I'm seeing high cpu utilization with glusterfsd. CPU utilization goes beyond 700% Please let me know if its somehow misconfigured on my end. Volume Name: dist-vol Type: Distribute Volume ID: 330157c4-49a7-4982-9013-86b5f2e65fc6 Status: Started Number of Bricks: 3 Transport-type: tcp Bricks: Brick1: storage-1:/tank/gshare Brick2: storage-2:/tank/gshare Brick3: storage-3:/tank/gshare Options Reconfigured: cluster.min-free-disk: 1% diagnostics.brick-log-level: ERROR diagnostics.client-log-level: ERROR performance.cache-size: 2GB server.allow-insecure: on performance.io-thread-count: 64 performance.quick-read: on performance.io-cache: on performance.write-behind: on performance.read-ahead: on performance.write-behind-window-size: 1GB performance.cache-max-file-size: 2GB performance.stat-prefetch: on performance.flush-behind: on cluster.data-self-heal: off cluster.entry-self-heal: off cluster.metadata-self-heal: off cluster.lookup-optimize: on server.outstanding-rpc-limit: 128 server.event-threads: 3 client.event-threads: 3
Are you using redhat gluster storage or community version of GlusterFS? This BZ has been filed with the former. If you meant the community version please change the product to GlusterFS. Along with that a little more details like what exact version, workload type with client and brick logs would help us in debugging the issue further. Currently the information provided looks to be inadequate.
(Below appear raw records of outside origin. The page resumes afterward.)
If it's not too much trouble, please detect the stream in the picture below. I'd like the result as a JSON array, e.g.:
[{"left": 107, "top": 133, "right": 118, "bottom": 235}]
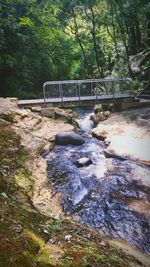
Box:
[{"left": 46, "top": 110, "right": 150, "bottom": 254}]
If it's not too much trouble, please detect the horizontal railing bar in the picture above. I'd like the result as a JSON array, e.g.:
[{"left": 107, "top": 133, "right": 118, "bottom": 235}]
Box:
[{"left": 43, "top": 78, "right": 130, "bottom": 87}]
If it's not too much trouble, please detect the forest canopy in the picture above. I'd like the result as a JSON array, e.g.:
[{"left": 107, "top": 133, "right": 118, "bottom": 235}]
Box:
[{"left": 0, "top": 0, "right": 150, "bottom": 98}]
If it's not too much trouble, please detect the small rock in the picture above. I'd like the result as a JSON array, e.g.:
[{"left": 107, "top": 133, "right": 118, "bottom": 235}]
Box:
[
  {"left": 76, "top": 157, "right": 93, "bottom": 168},
  {"left": 55, "top": 132, "right": 85, "bottom": 146},
  {"left": 65, "top": 235, "right": 72, "bottom": 241}
]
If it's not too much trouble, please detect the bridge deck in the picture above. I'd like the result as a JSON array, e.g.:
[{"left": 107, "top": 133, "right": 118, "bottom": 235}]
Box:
[{"left": 18, "top": 94, "right": 131, "bottom": 105}]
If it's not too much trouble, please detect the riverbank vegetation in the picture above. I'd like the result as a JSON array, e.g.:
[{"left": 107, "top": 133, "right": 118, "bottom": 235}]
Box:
[{"left": 0, "top": 0, "right": 150, "bottom": 98}]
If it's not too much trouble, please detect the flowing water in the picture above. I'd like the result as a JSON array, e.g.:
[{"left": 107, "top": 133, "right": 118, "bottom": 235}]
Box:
[{"left": 46, "top": 108, "right": 150, "bottom": 253}]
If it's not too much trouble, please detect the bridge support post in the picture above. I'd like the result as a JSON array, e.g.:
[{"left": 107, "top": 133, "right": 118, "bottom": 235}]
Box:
[
  {"left": 59, "top": 84, "right": 64, "bottom": 106},
  {"left": 43, "top": 85, "right": 46, "bottom": 108},
  {"left": 78, "top": 84, "right": 81, "bottom": 104}
]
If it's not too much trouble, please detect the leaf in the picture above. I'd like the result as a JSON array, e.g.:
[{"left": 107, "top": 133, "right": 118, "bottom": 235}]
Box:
[{"left": 19, "top": 17, "right": 34, "bottom": 28}]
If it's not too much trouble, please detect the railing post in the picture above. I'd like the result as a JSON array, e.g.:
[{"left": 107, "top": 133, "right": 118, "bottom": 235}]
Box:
[
  {"left": 78, "top": 83, "right": 81, "bottom": 103},
  {"left": 61, "top": 84, "right": 64, "bottom": 106},
  {"left": 95, "top": 83, "right": 98, "bottom": 103},
  {"left": 112, "top": 82, "right": 115, "bottom": 103}
]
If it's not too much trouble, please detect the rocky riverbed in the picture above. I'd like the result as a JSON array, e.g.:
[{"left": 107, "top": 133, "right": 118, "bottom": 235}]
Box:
[
  {"left": 46, "top": 109, "right": 150, "bottom": 253},
  {"left": 0, "top": 99, "right": 149, "bottom": 267}
]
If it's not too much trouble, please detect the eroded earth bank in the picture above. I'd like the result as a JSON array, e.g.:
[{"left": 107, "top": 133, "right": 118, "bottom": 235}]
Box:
[{"left": 0, "top": 99, "right": 150, "bottom": 267}]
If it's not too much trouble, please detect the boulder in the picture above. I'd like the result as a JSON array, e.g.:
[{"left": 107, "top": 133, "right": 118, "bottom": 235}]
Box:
[
  {"left": 76, "top": 157, "right": 93, "bottom": 168},
  {"left": 55, "top": 132, "right": 85, "bottom": 146}
]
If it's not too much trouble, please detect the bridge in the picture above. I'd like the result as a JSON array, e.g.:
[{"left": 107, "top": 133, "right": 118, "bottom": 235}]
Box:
[{"left": 18, "top": 78, "right": 133, "bottom": 107}]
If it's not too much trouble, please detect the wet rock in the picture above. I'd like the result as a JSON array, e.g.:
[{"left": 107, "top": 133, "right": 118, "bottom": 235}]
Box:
[
  {"left": 55, "top": 132, "right": 85, "bottom": 146},
  {"left": 76, "top": 157, "right": 93, "bottom": 168},
  {"left": 90, "top": 111, "right": 110, "bottom": 126}
]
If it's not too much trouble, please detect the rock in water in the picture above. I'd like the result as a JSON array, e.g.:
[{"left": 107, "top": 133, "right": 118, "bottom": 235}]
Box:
[
  {"left": 76, "top": 158, "right": 92, "bottom": 168},
  {"left": 55, "top": 132, "right": 85, "bottom": 146}
]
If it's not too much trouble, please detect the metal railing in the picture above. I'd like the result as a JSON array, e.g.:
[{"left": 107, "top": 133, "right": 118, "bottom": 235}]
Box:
[{"left": 43, "top": 78, "right": 131, "bottom": 105}]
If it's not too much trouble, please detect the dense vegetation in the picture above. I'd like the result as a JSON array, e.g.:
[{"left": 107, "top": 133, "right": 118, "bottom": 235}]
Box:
[{"left": 0, "top": 0, "right": 150, "bottom": 98}]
Thanks Atin, I have corrected the info. The interesting thing is even with the diagnostics settings to log at error level, no logs are being recorded under /var/log/glusterfs/bricks The load is heavy smb usage. We have thousands of small (KB files) and large (Several GB file sizes) data and the cluster's high load and high glusterfsd cpu utilization tends to shift from node to node. Is there a known bug for this type of behavior? I wasn't able to find answer online nor anyone wasn't able to shed some light on the irc. They encouraged filing a bug for this behavior.
I am moving this BZ to gluster-smb component since as per comment 3 the workload is on SMB.
top - 10:50:42 up 3 days, 4:06, 1 user, load average: 51.29, 47.47, 44.14 Tasks: 645 total, 1 running, 644 sleeping, 0 stopped, 0 zombie %Cpu0 : 50.0 us, 45.3 sy, 0.0 ni, 3.4 id, 0.3 wa, 0.0 hi, 1.0 si, 0.0 st %Cpu1 : 45.9 us, 49.3 sy, 0.0 ni, 4.4 id, 0.3 wa, 0.0 hi, 0.0 si, 0.0 st %Cpu2 : 46.1 us, 48.5 sy, 0.0 ni, 3.7 id, 1.0 wa, 0.0 hi, 0.7 si, 0.0 st %Cpu3 : 48.1 us, 47.8 sy, 0.0 ni, 3.0 id, 0.3 wa, 0.0 hi, 0.7 si, 0.0 st %Cpu4 : 31.5 us, 60.6 sy, 0.0 ni, 4.1 id, 1.7 wa, 0.0 hi, 2.1 si, 0.0 st %Cpu5 : 38.0 us, 55.8 sy, 0.0 ni, 2.1 id, 3.1 wa, 0.0 hi, 1.0 si, 0.0 st %Cpu6 : 40.2 us, 52.0 sy, 0.0 ni, 4.7 id, 1.0 wa, 0.0 hi, 2.0 si, 0.0 st %Cpu7 : 39.0 us, 52.9 sy, 0.0 ni, 3.4 id, 2.4 wa, 0.0 hi, 2.4 si, 0.0 st KiB Mem: 13200491+total, 13131869+used, 686212 free, 11228 buffers KiB Swap: 62465916 total, 256332 used, 62209584 free. 11889336+cached Mem PID USER PR NI VIRT RES SHR S %CPU %MEM TIME+ COMMAND 6267 root 20 0 8935784 6.642g 3972 S 676.8 5.3 4243:49 glusterfsd 7156 root 20 0 2224496 1.547g 3896 S 23.9 1.2 1490:24 glusterfs
This bug is getting closed because the 3.8 version is marked End-Of-Life. There will be no further updates to this version. Please open a new bug against a version that still receives bugfixes if you are still facing this issue in a more current release.